Just Machine Learning

Abstract: 

Risk assessment is a popular task when machine learning is used for automated decision making. For example, Jack’s risk of defaulting on a loan is 8, Jill’s is 2; Ed’s risk of recidivism is 9, Peter’s is 1. We know that this task definition comes with impossibility results for group fairness, where one cannot simultaneously satisfy desirable probabilistic measures of fairness. I will highlight recent findings in terms of these impossibility results. Next, I will present work on how machine learning can be used to generate aspirational data (i.e., data that are free from biases of real-world data). Such data are useful for recognizing and detecting sources of unfairness in machine learning models besides biased data. Time-permitting, I will discuss steps in measuring our algorithmically infused societies.

Bio: 

Tina Eliassi-Rad is a Professor of Computer Science at Northeastern University. She is also a core faculty member at Northeastern University's Network Science Institute. Prior to joining Northeastern, Tina was an Associate Professor of Computer Science at Rutgers University; and before that she was a Member of Technical Staff and Principal Investigator at Lawrence Livermore National Laboratory.
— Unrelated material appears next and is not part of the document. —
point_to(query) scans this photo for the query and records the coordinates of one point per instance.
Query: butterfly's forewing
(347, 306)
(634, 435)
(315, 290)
Tina earned her Ph.D. in Computer Sciences at the University of Wisconsin-Madison. Her research is rooted in data mining and machine learning; and spans theory, algorithms, and applications of big data from networked representations of physical and social phenomena. She has over 100 peer-reviewed publications (including a few best paper and best paper runner-up awardees). Tina's work has been applied to personalized search on the World-Wide Web, statistical indices of large-scale scientific simulation data, fraud detection, mobile ad targeting, cyber situational awareness, and ethics in machine learning. Her algorithms have been incorporated into systems used by the government and industry (e.g., IBM System G Graph Analytics) as well as open-source software (e.g., Stanford Network Analysis Project). In 2017, Tina served as the program co-chair for the ACM SIGKDD International Conference on Knowledge Discovery and Data Mining  and as the program co-chair for the International Conference on Network Science . In 2020, she is serving as the program co-chair for the International Conference on Computational Social Science. Tina received an Outstanding Mentor Award from the Office of Science at the US Department of Energy in 2010; and became a Fellow of the ISI Foundation in Turin Italy in 2019.